Unmanned systems were part of a broader push to weave robotics and artificial intelligence into planning and execution. The Multi‑Functional Reconnaissance Company flew drones, launched electronic‑warfare effects, and inserted onto the battlefield with Marine Corps V‑22 Ospreys, proving the Army’s tilt‑rotor capability. A UGV equipped with a machine gun protected an artillery battery, freeing soldiers to focus on offensive tasks.
AI tools also played a role. The brigade’s staff built bots that processed 25,000 battlefield reports, and large‑language models ingested doctrine to support mission analysis.
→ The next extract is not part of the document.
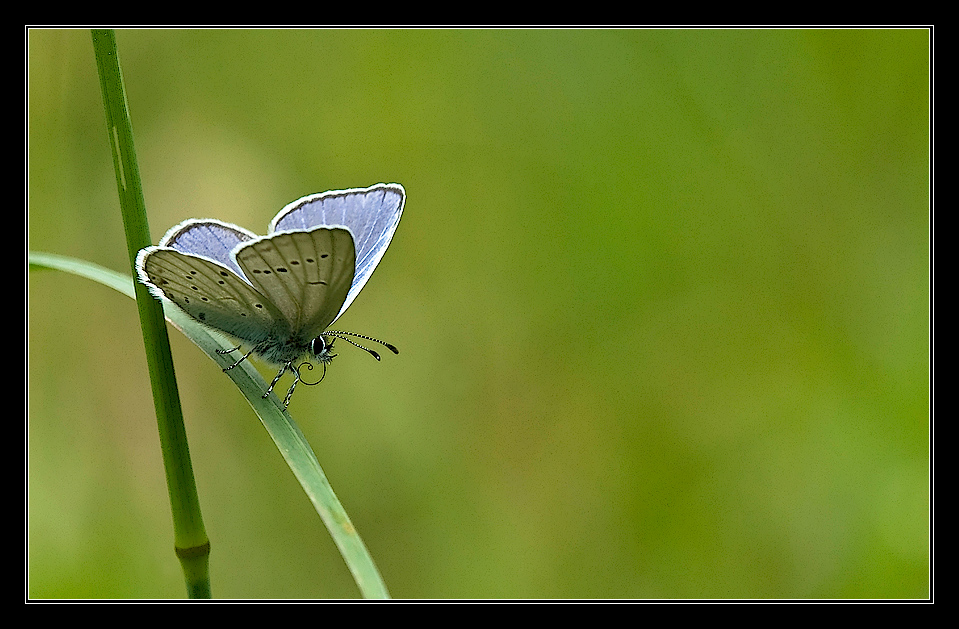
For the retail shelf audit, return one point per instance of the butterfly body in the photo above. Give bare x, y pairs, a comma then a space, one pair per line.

Bell noted that AI helped identify gaps in courses of action and accelerate order production—sometimes generating directives in under half an hour—but was not used to shape commander intent or develop the overall course of action because the models lack an understanding of three‑dimensional space.
Drone production was handled by the 101st’s Robotics and Autonomous Integration Directorate (RAID). RAID supplied more than half of the 228 one‑way attack drones used in the exercise. The Attritable Battlefield Enabler (ABE) 1.01, a 3D‑printed drone, can be built in‑house for about $750 in some configurations. Bell said the division lacks the capacity to scale production and that industry must step in to meet the Army’s projected demand. Soldiers reportedly spent about a day to assemble two drones, and the designs were intended to be cheap, mass‑producible, and operable after extended periods of combat.
The exercise highlighted both the promise and the limits of unmanned and AI‑enabled systems. While the drones and UGVs created a “drone contact layer” that removed the need for engineers and sappers to clear the breach, Bell emphasized that technology should enable soldiers rather than replace them, insisting that the fundamentals of warfighting remain the focus.
At present, the 3rd MBCT continues to refine its use of unmanned systems and AI tools. The Army is working to expand production of the ABE 1.01 and to integrate AI more fully into planning workflows while maintaining human oversight.
The Fort Polk exercise provides a benchmark for future deployments, but questions remain about scaling production, ensuring reliability in contested environments, and balancing technological advantage with operational security.